Необходимые расходы следует делать как можно скорее; ненеобходимые следует откладывать как можно дольше. «Отчего? — спрашивают ученики учителя. — Мы хотели бы услышать твои основания, так как мы знаем, что ты не делаешь ничего без самого зрелого размышления (nulla fate senza optima ragione)». «Оттого, — отвечает Джианоццо, — что желание сделать расход, если я его отложу, у меня, возможно, пройдет и я тогда сберегу эту сумму; если же это желание у меня не пройдет, я все же буду иметь время поразмыслить, как бы мне достать желаемое самым дешевым путем» (149).
Но в законченную экономизацию хозяйства (и жизни) входит не только сбережение (его можно было бы назвать экономией материи), но также и полезное распределение деятельности и целесообразное использование времени, входит то, что бы можно было обозначить как экономию сил. Ее и проповедует наш учитель с убедительностью и настойчивостью. Настоящая masserizia должна распространяться на хозяйственное обращение с тремя вещами, которые нам принадлежат:
1. На нашу душу.
2. Наше тело.
3. Прежде всего! — на наше время.
Хозяйственное обращение означает полезное и приличное использование: «Всю мою жизнь я тружусь, чтобы делать полезные и честные дела» (149а), но прежде всего означает использование вообще: «Я использую мое тело, мою душу и мое время не иначе, как разумным образом. Я стремлюсь как можно больше от них сохранить и по возможности ничего не потерять» (150). Но самое главное — избегайте праздности. Два смертельных врага — это расточительность и праздность. Праздность губит тело и дух (151). От праздности происходят бесчестие и позор (disonore et infamia). Душа праздных людей всегда была местом зарождения всех пороков. Нет ничего столь вредного, столь губительного (pestifero) для общественной и для частной жизни, как праздные граждане. Из праздности возникает пышность (lascivia), а их нее — презрение к законам и т. д. (152).

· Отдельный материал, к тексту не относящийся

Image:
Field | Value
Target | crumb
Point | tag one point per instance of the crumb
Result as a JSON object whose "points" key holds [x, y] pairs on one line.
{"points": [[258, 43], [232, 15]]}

Когда ученики однажды жалуются, что они ведь не смогут запомнить все мудрые поучения учителя и следовать им, он замечает: напротив, если только они правильно распределят свое время: «Кто умеет не терять время, тот сможет делать почти всякое дело; а кто умеет хорошо употреблять свое время, тот скоро овладеет любой деятельностью».
Джианоццо дает потом сам указания, как лучше всего можно распределить и использовать свое время: «Чтобы не потерять ничего от столь драгоценного блага, как время, я ставлю себе такое правило: никогда я не празден, я избегаю сна и ложусь только тогда, когда я падаю от утомления… Я поступаю, следовательно, так: я избегаю сна и праздности тем, что я предпринимаю что-либо. Чтобы в добром порядке совершить все то, что должно быть совершено, я составляю себе утром, когда я встаю, план распределения времени: что должен я сегодня сделать? Много дел; я перечислю их, думаю я, и каждому потом назначу его время: это я сделаю сегодня утром, это — после обеда, то — сегодня вечером; и, таким образом, совершаю я свои дела в добром порядке, почти без труда… Вечером, перед тем как лечь отдыхать, я передумываю все, что я сделал… Я предпочитаю потерять сон, чем время» (154).